Я сел возле него, вонзил нож в свой бифштекс и набил рот едой. И тут, я помню, Дакс уверенно опустил руку на мое плечо и сказал:

— Чертовски смешно было, приятель. И где это ты так научился смешить людей?

* * *

После любительского представления прошло дня четыре или пять. Я тащил буксирный трос, стараясь думать только о боссе и отгоняя мысли о все еще звучавших у меня в ушах аплодисментах и воспоминания о бифштексе, вкус которого заживо воскресал всякий раз, как я проглатывал слюну.
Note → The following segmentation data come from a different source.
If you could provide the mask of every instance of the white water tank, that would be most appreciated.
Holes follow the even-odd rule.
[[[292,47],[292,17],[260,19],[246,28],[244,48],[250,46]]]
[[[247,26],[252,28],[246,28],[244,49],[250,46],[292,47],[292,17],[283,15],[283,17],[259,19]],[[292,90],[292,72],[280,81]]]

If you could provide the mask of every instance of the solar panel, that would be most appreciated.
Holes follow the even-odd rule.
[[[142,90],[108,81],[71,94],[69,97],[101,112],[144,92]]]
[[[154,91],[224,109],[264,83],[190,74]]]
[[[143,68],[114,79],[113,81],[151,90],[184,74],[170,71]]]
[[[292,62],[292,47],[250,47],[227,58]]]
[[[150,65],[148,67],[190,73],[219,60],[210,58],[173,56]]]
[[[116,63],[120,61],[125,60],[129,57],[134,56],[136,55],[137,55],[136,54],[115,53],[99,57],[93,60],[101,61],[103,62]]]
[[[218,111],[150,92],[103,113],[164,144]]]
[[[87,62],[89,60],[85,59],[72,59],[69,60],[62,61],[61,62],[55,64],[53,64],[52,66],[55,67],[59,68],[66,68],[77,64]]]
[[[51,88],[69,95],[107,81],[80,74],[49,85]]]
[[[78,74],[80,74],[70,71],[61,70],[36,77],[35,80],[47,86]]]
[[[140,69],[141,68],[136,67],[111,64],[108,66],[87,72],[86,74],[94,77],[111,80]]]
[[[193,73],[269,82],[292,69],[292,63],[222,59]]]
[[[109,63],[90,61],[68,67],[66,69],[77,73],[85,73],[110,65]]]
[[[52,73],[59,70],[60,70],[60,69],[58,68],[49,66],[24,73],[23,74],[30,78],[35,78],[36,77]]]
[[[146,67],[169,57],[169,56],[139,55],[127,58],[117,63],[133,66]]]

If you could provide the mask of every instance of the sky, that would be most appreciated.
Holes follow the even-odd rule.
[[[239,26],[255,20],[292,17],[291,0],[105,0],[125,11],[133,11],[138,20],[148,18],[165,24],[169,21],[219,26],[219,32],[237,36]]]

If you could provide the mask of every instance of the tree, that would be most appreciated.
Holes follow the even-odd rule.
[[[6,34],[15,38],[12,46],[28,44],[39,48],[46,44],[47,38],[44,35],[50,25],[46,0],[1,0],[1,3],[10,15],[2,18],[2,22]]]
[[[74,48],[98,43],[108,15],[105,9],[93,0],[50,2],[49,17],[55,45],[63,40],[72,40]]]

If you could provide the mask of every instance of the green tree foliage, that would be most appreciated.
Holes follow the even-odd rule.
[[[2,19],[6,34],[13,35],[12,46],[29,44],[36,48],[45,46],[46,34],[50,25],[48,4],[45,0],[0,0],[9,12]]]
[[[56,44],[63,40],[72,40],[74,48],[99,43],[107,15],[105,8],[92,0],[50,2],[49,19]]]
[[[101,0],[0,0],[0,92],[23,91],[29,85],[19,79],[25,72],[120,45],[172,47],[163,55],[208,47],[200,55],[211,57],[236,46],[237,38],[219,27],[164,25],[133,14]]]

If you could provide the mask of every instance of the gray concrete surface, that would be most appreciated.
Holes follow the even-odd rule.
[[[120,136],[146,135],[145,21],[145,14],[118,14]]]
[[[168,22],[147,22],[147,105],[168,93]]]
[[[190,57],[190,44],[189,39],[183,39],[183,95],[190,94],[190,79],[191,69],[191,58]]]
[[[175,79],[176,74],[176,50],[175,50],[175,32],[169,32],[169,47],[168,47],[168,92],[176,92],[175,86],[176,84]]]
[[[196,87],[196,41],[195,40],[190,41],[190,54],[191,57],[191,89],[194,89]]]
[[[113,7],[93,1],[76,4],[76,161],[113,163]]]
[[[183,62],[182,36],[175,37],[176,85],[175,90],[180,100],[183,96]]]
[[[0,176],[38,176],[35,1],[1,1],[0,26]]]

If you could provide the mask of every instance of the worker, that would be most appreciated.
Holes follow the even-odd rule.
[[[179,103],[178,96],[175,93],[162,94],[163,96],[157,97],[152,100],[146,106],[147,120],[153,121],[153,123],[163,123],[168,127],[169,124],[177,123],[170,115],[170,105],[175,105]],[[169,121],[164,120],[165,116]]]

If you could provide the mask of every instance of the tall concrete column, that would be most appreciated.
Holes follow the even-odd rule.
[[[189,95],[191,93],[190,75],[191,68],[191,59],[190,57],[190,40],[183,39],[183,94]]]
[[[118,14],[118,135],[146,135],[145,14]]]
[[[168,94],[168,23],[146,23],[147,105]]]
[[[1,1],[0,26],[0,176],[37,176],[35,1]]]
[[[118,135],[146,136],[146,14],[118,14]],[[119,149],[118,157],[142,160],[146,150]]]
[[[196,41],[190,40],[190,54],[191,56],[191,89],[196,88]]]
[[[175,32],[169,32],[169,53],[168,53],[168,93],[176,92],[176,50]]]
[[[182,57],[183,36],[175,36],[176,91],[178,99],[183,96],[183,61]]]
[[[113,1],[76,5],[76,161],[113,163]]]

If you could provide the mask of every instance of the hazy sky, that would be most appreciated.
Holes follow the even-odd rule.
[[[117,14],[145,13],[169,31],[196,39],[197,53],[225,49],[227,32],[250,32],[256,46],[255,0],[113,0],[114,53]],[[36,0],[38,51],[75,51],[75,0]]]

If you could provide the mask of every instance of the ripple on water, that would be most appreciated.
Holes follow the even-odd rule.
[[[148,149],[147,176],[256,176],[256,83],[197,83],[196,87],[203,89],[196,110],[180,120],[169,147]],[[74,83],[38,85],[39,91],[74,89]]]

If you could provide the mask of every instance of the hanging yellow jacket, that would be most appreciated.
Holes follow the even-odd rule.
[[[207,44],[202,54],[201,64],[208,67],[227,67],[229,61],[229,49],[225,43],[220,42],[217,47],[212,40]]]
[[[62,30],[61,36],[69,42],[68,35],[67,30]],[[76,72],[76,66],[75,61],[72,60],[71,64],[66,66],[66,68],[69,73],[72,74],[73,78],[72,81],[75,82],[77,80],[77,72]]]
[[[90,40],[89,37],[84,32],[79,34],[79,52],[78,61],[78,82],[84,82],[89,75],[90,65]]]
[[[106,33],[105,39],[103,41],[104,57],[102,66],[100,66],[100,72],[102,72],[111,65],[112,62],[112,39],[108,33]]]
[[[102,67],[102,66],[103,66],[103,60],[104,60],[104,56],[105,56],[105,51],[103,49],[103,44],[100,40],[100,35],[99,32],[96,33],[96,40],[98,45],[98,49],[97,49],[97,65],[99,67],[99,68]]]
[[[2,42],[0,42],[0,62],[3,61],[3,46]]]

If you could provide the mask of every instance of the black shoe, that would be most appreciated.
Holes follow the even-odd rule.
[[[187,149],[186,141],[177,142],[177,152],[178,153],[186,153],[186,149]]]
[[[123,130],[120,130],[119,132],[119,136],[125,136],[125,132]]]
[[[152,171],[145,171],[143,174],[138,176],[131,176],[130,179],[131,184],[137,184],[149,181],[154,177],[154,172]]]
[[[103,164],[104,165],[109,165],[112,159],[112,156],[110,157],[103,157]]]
Я усердно работал, когда неподалеку появился джип. За рулем сидел один из лагерных начальников. Он остановился напротив нашей партии и окликнул меня. Я подошел к машине с улыбкой на лице: думал, что он хочет похвалить мое выступление. Прошло уже пять дней, а ко мне все еще подходили с добрыми словами разные люди, видевшие меня на концерте. Но на этот раз оказалось не так. Подойдя на достаточно близкое расстояние, чтобы разглядеть лицо начальника, я понял — и понял без слов, — что ничего хорошего он мне не скажет.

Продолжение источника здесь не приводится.